5月のGWが明けて少しすると、夏の発表会のプログラム撮影の時期に入ります。
毎週「この矢印におへそを向けて座って。。手を後ろで組んでね」「肩下げてお首長くね」と。
この台詞を何度も何度も繰り返しながら、一人づつ(できれば緊張していない)
「ニコ!」とした表情を撮りたいな、と思ってスタジオに伺います。
けれど、正面に大きなライトと不思議な傘。横にもなんだか「ピカ!と光る電気がある。
その真ん中に丸い椅子。
そんなちょっと恐ろしい状況で3歳の子が「ニコ!」とできるはずがない、と思いながら
なんとかして「ニコ!」としてもらいたいのです。
ちょっと日焼けした顔でつやつやのおでこで。
夏の発表会前の子供たちは、すでに夏の顔になってました。

1年半前に「リーズ」を踊った時、先生が撮ってくださった後ろ姿。
ちょっと前のことなのに、何かこの頃は目標があって自分で何かを「やるぞ!」と決めて
向かっていたような気がします。それはバレエに限らず。

コロナの影響もあるかもしれません。

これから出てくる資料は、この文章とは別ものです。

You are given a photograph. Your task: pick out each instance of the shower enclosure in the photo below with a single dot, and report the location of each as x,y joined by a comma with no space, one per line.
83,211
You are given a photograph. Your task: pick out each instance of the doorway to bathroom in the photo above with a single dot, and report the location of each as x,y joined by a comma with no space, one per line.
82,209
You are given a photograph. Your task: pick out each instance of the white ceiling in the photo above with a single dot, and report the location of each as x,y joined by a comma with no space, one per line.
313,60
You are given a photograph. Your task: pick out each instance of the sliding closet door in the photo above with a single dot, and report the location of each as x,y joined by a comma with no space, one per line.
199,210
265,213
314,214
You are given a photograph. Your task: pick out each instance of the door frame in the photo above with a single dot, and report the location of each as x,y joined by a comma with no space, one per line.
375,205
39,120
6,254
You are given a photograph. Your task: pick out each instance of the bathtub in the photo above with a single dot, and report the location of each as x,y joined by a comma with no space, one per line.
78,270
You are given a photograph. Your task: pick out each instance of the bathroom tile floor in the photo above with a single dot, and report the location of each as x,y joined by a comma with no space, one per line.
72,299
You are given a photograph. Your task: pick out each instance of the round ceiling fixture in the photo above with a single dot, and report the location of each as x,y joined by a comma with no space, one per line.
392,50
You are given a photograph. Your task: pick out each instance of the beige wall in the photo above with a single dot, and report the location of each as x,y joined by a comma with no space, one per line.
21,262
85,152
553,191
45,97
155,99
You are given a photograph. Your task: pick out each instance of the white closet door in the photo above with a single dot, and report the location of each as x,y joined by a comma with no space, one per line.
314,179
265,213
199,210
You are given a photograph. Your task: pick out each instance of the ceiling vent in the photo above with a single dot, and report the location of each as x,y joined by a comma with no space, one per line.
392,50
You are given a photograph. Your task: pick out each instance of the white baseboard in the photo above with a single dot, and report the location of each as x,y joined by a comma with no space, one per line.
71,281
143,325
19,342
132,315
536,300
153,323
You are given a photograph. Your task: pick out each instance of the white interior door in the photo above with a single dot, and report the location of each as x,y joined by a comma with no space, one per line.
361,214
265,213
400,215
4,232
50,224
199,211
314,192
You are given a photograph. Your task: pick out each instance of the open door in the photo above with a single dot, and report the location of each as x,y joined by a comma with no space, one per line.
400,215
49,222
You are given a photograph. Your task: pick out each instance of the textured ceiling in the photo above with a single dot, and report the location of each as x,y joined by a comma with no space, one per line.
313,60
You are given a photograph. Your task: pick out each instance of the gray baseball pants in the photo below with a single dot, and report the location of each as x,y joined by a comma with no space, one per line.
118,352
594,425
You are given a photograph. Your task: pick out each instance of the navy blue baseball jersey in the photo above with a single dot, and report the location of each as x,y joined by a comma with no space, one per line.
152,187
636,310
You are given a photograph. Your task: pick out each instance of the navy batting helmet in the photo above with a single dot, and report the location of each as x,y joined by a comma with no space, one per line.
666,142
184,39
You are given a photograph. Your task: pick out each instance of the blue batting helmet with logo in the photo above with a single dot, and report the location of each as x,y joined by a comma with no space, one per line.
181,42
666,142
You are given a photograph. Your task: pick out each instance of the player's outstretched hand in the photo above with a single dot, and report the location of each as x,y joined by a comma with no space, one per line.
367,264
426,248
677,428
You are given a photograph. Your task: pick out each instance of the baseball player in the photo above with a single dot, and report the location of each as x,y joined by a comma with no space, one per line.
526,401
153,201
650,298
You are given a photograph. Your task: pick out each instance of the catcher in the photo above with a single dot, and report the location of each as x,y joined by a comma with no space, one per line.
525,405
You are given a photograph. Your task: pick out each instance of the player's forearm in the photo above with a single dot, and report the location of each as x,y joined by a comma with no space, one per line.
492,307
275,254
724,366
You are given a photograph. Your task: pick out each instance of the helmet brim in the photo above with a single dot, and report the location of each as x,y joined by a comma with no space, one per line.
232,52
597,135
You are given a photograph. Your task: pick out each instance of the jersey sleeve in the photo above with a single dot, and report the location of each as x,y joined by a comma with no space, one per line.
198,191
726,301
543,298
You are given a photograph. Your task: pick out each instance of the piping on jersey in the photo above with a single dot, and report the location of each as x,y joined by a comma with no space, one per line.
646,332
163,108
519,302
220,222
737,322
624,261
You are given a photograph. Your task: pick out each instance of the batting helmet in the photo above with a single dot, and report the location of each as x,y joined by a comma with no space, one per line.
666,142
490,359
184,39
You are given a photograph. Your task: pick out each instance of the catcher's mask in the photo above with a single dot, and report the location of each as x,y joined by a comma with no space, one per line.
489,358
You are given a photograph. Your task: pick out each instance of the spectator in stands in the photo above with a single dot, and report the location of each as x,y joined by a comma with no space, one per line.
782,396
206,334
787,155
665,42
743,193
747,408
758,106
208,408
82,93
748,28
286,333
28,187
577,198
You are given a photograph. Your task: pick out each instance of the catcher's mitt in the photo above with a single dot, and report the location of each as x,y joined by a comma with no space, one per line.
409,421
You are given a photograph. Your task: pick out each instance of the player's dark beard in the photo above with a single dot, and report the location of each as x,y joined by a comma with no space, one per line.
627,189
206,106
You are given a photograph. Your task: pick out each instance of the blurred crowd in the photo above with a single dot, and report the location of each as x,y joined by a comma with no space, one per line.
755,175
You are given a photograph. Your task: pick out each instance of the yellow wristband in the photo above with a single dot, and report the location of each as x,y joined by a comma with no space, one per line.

「静かに暮らす」ことが日常になりすぎて
「どうしたら守れるか」と、少し停滞しているような気がします。
それは「安定」はではなく「滞って」しまっていること。
少しづつ先は見えてきていても、どこに向かっていくのか未だ不透明で
そういう「もやもや」っとしたものを、少しまとってしまっているかもしれない。
思うように体が動かせていないこともあるかも。
梅雨に入るからかもしれません。

昨日は100人以上の生徒さんをひたすらプログラムの撮影。
ご協力いただいた先生方、ありがとうございました。
暑い日だったのに、撮影が終わっても外で走り回っている子供たち。
撮影のために「ノースリーブ」の花柄のワンピースの下にレオタード を着てきてくれて。
本番と変わらないくらいにきれいなシニヨン姿。
地下のスタジオから見える外の風景はもう夏のようでした。